On StackOverflow you should split that into two different questions...

I'll answer your second question:

Is there a way in which we can convert a UTF-16LE file to UTF-8 using java?

Yes of course. And there's more than one way.

Basically you want to read your input file specifying the input encoding (UTF-16LE) and then write the file specifying the output encoding (UTF-8).

Say you have some UTF-16LE encoded file:

... $ file testInput.txt 
testInput.txt: Little-endian UTF-16 Unicode character data

You then basically could do something like this in Java (it's just an example: you'll want to fill in missing exception handling code, maybe not put a last newline at the end, maybe discard the BOM if any, etc.):

    FileInputStream fis = new FileInputStream(new File("/home/.../testInput.txt") );
    InputStreamReader isr = new InputStreamReader( fis, Charset.forName("UTF-16LE") );
    BufferedReader br = new BufferedReader( isr );
    FileOutputStream fos = new FileOutputStream(new File("/home/.../testOutput.txt"));
    OutputStreamWriter osw = new OutputStreamWriter( fos, Charset.forName("UTF-8") );
    BufferedWriter bw = new BufferedWriter( osw );
    String line = null;
    while ( (line = br.readLine()) != null ) {
        bw.write(line);
        bw.newLine();   // will add an unnecessary newline at the end of your file, fix this
    }
    bw.flush();
    // take care of closing the streams here etc.

This shall create a UTF-8 encoded file.

$ file testOutput.txt 
testOutput.txt: UTF-8 Unicode (with BOM) text

The BOM can clearly be seen using, for example, hexdump:

 $ hexdump testOutput.txt -C
00000000  ef bb bf ... (snip)

The BOM is encoded on three bytes in UTF-8 (ef bb fb) while it's encoded on two bytes in UTF-16. In UTF16-LE the BOM looks like this:

$ hexdump testInput.txt -C
00000000  ff fe ... (snip)

Note that UTF-8 encoded files may or may not (both are totally valid) have a "BOM" (byte order mask). A BOM in a UTF-8 file is not that silly: you don't care about the byte order but it can help quickly identify a text file as being UTF-8 encoded. UTF-8 files with a BOM are fully legit according to the Unicode specs and hence readers unable to deal with UTF-8 files starting with a BOM are broken. Plain and simple.
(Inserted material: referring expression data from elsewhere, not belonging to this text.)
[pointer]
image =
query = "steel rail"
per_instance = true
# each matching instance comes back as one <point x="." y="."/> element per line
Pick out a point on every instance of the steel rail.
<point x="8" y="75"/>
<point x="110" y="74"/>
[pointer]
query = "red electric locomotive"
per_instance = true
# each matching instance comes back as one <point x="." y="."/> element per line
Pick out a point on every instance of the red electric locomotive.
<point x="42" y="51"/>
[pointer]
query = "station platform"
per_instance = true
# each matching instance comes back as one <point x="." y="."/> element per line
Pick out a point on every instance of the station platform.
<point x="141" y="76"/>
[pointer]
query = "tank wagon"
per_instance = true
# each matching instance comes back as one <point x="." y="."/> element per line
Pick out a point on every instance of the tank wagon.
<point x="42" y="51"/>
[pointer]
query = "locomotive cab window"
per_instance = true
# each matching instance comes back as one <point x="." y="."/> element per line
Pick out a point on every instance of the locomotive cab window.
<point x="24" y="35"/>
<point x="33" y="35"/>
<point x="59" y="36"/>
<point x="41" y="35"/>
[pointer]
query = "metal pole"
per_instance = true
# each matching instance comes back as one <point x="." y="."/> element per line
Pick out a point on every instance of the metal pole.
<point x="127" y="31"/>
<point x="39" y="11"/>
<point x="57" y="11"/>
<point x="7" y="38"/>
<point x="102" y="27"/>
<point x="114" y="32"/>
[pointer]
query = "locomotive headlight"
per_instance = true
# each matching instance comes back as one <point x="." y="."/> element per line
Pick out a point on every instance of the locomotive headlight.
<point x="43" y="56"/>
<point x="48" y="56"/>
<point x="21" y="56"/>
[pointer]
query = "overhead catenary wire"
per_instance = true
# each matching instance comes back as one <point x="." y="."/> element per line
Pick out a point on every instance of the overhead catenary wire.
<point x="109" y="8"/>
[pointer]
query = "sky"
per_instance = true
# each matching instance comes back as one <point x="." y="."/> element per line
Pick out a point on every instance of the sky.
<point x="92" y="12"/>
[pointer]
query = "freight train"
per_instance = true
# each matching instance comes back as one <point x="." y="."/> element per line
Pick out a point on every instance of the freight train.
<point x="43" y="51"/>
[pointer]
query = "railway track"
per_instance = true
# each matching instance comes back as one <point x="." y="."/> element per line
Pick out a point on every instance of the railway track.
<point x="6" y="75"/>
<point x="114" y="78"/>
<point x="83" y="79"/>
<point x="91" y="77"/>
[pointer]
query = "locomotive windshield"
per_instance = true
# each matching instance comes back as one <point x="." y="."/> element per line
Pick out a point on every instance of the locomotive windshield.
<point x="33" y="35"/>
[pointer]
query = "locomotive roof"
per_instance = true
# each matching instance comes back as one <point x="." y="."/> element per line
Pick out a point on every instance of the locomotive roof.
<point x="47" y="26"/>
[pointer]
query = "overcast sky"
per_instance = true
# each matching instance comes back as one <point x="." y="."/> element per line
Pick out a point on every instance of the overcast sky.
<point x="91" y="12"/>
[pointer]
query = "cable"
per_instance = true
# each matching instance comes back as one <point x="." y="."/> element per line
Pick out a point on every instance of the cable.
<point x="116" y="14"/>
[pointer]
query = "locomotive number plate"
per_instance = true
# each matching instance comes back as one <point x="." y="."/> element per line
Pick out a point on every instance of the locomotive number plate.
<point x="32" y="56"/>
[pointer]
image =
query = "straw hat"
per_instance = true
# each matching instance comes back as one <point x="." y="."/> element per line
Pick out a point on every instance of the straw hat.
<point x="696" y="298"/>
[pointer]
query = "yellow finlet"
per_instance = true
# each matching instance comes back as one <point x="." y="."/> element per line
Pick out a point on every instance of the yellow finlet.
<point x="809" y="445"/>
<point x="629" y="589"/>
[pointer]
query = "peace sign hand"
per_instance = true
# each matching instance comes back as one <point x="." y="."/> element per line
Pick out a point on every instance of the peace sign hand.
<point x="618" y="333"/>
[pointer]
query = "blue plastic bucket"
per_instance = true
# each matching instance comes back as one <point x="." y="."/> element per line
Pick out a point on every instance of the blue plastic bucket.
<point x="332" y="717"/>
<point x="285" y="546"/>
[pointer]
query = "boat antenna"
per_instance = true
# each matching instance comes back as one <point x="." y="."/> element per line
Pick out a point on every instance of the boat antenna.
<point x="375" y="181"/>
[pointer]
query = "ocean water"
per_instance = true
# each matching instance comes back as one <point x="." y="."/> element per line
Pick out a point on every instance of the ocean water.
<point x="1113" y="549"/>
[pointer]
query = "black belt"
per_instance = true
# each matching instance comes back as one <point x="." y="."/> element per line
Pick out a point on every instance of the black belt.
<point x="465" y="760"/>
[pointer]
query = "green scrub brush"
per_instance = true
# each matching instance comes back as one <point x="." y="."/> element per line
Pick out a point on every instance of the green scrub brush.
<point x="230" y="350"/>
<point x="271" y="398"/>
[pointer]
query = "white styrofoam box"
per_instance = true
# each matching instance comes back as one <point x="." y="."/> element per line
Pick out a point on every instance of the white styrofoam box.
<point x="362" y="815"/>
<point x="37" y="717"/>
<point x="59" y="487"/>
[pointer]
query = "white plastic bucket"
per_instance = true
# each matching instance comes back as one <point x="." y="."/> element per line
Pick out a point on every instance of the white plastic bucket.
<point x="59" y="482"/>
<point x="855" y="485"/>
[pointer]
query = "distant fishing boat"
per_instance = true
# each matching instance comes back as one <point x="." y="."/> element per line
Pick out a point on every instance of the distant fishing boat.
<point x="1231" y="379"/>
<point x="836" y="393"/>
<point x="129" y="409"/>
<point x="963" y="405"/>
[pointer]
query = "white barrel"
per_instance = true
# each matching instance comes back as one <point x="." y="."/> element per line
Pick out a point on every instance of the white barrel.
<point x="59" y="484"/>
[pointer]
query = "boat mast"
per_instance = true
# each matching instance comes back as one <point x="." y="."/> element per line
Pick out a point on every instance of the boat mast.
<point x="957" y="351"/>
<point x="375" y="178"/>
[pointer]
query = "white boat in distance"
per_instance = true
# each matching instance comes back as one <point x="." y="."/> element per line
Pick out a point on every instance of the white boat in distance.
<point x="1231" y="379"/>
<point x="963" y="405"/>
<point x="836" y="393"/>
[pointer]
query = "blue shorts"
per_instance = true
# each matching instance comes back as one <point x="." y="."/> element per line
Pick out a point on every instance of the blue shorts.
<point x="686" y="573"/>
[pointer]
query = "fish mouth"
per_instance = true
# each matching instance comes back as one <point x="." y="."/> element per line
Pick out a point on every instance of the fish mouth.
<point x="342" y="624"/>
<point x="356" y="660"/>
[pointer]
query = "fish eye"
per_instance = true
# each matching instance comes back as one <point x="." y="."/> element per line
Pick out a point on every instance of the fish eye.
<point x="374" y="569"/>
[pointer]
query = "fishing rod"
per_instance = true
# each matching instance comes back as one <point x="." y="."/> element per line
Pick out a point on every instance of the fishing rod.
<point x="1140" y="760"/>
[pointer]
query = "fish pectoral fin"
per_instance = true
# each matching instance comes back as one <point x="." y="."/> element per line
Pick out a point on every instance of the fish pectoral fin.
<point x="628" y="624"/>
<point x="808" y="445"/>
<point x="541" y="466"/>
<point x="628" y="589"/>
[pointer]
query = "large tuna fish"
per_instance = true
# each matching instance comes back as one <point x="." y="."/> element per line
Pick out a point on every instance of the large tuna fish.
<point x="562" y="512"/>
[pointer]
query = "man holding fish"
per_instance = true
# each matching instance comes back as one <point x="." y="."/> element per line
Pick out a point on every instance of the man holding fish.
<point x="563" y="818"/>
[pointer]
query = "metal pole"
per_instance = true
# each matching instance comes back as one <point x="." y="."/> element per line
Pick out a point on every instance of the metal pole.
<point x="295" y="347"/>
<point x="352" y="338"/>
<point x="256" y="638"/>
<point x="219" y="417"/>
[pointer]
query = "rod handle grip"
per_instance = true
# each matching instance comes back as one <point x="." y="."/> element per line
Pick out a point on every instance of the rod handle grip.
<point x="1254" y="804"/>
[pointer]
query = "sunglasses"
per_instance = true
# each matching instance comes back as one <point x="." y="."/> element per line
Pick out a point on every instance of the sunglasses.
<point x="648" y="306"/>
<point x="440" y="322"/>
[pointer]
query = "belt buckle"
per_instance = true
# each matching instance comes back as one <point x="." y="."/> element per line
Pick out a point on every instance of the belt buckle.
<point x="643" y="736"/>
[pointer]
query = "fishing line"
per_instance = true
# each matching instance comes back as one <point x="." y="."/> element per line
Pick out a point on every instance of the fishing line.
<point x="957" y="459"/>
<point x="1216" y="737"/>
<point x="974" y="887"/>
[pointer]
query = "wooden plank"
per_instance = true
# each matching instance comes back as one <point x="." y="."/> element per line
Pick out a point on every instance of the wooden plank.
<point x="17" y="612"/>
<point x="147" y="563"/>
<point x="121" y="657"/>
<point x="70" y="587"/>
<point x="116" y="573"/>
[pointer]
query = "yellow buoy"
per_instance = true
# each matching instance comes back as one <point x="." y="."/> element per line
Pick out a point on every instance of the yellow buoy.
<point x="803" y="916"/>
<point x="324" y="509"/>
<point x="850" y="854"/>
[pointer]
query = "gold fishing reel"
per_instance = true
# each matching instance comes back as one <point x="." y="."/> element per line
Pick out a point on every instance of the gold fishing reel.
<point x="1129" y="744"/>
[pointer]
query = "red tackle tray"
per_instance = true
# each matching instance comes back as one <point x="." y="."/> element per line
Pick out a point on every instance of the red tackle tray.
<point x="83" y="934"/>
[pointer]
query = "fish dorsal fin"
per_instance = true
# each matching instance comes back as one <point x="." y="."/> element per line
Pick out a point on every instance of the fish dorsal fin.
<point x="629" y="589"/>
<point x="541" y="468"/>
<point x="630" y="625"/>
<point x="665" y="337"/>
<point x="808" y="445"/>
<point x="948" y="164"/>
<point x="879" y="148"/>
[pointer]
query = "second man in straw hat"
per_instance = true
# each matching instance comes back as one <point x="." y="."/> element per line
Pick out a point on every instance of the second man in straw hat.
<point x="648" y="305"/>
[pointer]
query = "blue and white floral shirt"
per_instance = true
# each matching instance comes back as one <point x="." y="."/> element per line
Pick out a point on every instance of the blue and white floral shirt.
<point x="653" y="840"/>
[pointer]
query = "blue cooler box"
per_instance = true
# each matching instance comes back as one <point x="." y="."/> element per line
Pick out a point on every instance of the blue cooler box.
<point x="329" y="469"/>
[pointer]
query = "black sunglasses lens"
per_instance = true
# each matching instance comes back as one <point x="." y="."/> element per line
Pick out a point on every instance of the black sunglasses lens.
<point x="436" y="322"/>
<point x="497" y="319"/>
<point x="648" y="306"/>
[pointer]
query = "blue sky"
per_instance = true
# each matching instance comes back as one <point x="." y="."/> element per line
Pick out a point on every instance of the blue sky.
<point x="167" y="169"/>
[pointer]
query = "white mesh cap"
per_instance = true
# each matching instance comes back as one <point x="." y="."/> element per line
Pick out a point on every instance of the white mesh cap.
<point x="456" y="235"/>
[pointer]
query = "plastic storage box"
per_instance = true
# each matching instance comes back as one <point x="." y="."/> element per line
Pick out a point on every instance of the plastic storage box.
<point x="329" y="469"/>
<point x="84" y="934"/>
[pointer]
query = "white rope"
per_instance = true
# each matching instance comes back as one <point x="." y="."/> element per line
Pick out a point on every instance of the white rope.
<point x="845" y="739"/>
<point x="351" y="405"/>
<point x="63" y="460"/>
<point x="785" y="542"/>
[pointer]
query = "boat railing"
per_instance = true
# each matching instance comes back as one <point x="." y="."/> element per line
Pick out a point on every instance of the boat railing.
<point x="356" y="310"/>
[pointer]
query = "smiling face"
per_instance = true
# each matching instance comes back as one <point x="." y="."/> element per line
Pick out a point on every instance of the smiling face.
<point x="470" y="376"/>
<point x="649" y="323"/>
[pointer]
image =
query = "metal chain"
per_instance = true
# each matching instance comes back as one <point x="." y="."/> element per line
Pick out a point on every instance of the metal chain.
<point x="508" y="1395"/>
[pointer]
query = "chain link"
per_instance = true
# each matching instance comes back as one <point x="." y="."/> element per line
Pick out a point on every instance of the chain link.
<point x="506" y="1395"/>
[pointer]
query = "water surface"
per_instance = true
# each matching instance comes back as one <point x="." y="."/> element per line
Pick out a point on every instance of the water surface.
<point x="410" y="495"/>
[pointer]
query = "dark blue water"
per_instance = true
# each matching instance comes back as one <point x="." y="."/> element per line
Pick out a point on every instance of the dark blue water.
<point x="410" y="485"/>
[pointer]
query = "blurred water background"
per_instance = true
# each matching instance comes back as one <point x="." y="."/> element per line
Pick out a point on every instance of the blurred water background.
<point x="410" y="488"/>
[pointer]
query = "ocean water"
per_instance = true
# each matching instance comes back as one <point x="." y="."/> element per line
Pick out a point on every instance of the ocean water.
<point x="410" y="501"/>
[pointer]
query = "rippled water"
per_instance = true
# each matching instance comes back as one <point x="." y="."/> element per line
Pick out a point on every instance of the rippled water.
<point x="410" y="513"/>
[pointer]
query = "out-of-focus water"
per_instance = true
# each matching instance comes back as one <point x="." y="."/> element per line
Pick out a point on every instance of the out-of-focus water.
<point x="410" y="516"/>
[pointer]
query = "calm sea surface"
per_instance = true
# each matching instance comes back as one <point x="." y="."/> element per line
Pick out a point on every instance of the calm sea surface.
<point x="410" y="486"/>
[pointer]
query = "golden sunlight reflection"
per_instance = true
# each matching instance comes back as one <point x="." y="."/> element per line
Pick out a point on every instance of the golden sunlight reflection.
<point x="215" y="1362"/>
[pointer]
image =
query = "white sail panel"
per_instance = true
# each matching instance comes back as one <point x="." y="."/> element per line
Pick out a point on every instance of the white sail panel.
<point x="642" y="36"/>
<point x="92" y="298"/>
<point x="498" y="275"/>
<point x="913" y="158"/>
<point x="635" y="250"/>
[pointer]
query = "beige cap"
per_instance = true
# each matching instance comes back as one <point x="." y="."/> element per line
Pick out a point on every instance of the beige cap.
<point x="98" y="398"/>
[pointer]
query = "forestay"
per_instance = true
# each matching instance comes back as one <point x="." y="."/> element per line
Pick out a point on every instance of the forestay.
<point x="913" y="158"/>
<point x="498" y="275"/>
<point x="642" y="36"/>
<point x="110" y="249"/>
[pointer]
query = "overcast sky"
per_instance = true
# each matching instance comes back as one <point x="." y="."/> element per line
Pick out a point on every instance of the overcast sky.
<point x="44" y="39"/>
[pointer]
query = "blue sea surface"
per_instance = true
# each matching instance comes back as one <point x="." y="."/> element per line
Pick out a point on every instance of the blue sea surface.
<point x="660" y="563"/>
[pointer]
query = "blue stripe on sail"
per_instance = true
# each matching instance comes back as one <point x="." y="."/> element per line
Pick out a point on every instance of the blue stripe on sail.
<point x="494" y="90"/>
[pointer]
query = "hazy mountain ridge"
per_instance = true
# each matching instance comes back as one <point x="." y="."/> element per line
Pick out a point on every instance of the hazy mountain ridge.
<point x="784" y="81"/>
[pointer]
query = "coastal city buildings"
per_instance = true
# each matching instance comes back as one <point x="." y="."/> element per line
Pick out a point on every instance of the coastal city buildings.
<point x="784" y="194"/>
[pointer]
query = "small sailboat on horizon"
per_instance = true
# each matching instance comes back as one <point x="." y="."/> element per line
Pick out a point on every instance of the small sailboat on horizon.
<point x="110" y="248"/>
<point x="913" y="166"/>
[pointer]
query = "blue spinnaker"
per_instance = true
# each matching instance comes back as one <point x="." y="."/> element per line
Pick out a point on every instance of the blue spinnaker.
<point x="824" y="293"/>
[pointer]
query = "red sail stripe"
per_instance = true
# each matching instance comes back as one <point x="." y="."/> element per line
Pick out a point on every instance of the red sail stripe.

If for whatever reason you're working with broken UTF-8 readers unable to cope with BOMs, then you may want to remove the BOM from the first String before writing it to disk.

More infos on BOMs here:

http://unicode.org/faq/utf_bom.html

OTHER TIPS

There is a library called jexcelapi that allows you to open/edit/save .xls files. Once you have read the .xls file it would not be hard to write something that would output it as .tsv.